Planned Feature - This component is not yet implemented.
See GitHub issues for usage context and design.
Gemini Component
Wraps Google Gemini API for AI agent capabilities with multi-modal input support (text, images, code), structured output, and Smithers task lifecycle integration. Provides alternative to Claude and Codex with Google’s latest models.
Planned API
interface GeminiProps<TSchema extends z.ZodType = z.ZodType> {
/**
* Prompt/task for the agent.
*/
children: ReactNode
/**
* Model selection.
* @default 'gemini-2.5-pro'
*/
model?: 'gemini-2.5-pro' | 'gemini-2.5-flash' | 'gemini-1.5-pro'
/**
* Temperature for randomness (0-2).
* @default 1
*/
temperature?: number
/**
* System prompt for agent behavior.
*/
systemPrompt?: string
/**
* Working directory for code operations.
*/
cwd?: string
/**
* Environment variables.
*/
env?: Record<string, string>
/**
* Timeout in milliseconds.
* @default 300000 (5 minutes)
*/
timeout?: number
/**
* Zod schema for structured output.
*/
schema?: TSchema
/**
* Multi-modal inputs (images, files).
*/
media?: Array<{
type: 'image' | 'file'
path: string
}>
/**
* Callback on successful completion.
*/
onFinished?: (result: AgentResult<TSchema>) => void
/**
* Callback on error.
*/
onError?: (error: Error) => void
}
interface AgentResult<TSchema extends z.ZodType = z.ZodType> {
output: string
parsedOutput?: z.infer<TSchema>
durationMs: number
}
export function Gemini<TSchema extends z.ZodType = z.ZodType>(
props: GeminiProps<TSchema>
): JSX.Element
Proposed Usage
Basic Text Generation
import { Gemini, Phase, Step } from 'smithers-orchestrator'
export function AnalyzeCode() {
return (
<Phase name="Analysis">
<Step name="analyze">
<Gemini model="gemini-2.5-pro">
Analyze this codebase and identify architectural issues.

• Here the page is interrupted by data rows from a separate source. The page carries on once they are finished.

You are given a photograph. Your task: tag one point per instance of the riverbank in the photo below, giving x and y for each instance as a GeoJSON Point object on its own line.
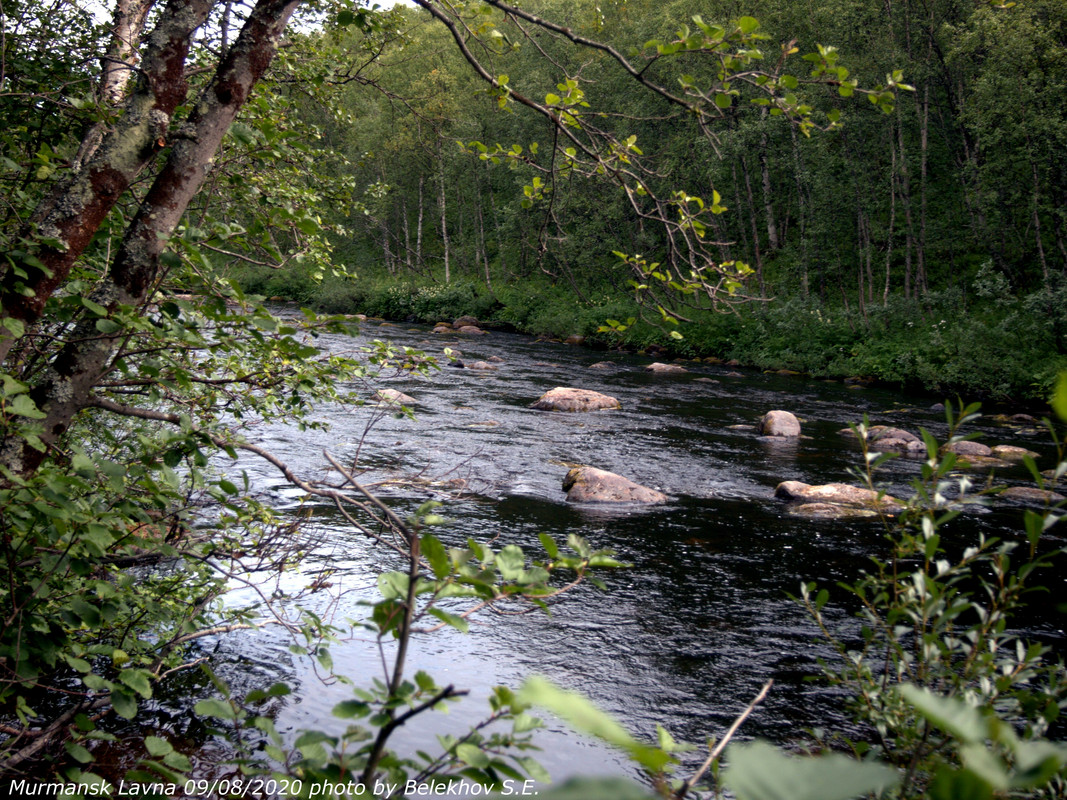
{"type": "Point", "coordinates": [1002, 347]}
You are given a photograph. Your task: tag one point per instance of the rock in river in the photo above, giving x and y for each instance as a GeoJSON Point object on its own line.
{"type": "Point", "coordinates": [562, 398]}
{"type": "Point", "coordinates": [1032, 495]}
{"type": "Point", "coordinates": [779, 424]}
{"type": "Point", "coordinates": [835, 494]}
{"type": "Point", "coordinates": [392, 397]}
{"type": "Point", "coordinates": [589, 484]}
{"type": "Point", "coordinates": [657, 367]}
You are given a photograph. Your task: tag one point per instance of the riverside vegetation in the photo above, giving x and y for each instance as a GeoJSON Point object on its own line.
{"type": "Point", "coordinates": [133, 370]}
{"type": "Point", "coordinates": [920, 244]}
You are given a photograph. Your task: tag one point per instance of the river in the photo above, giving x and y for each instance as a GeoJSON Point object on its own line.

Focus on scalability and maintainability concerns.
</Gemini>
</Step>
</Phase>
)
}
With Structured Output
import { z } from 'zod'
const architectureSchema = z.object({
issues: z.array(z.object({
category: z.enum(['scalability', 'maintainability', 'performance', 'security']),
severity: z.enum(['critical', 'major', 'minor']),
description: z.string(),
recommendation: z.string()
})),
summary: z.string(),
overallScore: z.number().min(0).max(10)
})
<Gemini
model="gemini-2.5-pro"
schema={architectureSchema}
onFinished={(result) => {
const analysis = result.parsedOutput
console.log(`Architecture score: ${analysis.overallScore}/10`)
console.log(`Critical issues: ${analysis.issues.filter(i => i.severity === 'critical').length}`)
}}
>
Analyze codebase architecture
</Gemini>
Multi-Modal Analysis (Images)
<Gemini
model="gemini-2.5-pro"
media={[
{ type: 'image', path: './screenshots/ui-bug.png' },
{ type: 'image', path: './screenshots/expected.png' }
]}
>
Compare these two UI screenshots.
Identify differences and suggest CSS fixes for the bug.
</Gemini>
Fast Model for Simple Tasks
<Gemini model="gemini-2.5-flash" temperature={0.3}>
Extract function names from this code file
</Gemini>
In Fallback Chain
import { FallbackAgent, Claude, Codex, Gemini } from 'smithers-orchestrator'
<FallbackAgent>
<Claude model="sonnet">{prompt}</Claude>
<Codex model="gpt-4">{prompt}</Codex>
<Gemini model="gemini-2.5-pro">{prompt}</Gemini>
</FallbackAgent>
Props (Planned)
Prompt or task for the agent.Converted to string for API call.<Gemini>Analyze this code for security issues</Gemini>
Can include dynamic content:<Gemini>
Review changes in PR #{prNumber}:
{prDiff}
</Gemini>
model
'gemini-2.5-pro' | 'gemini-2.5-flash' | 'gemini-1.5-pro'
default:"gemini-2.5-pro"
Google Gemini model selection.Options:
gemini-2.5-pro - Latest, most capable (2M token context)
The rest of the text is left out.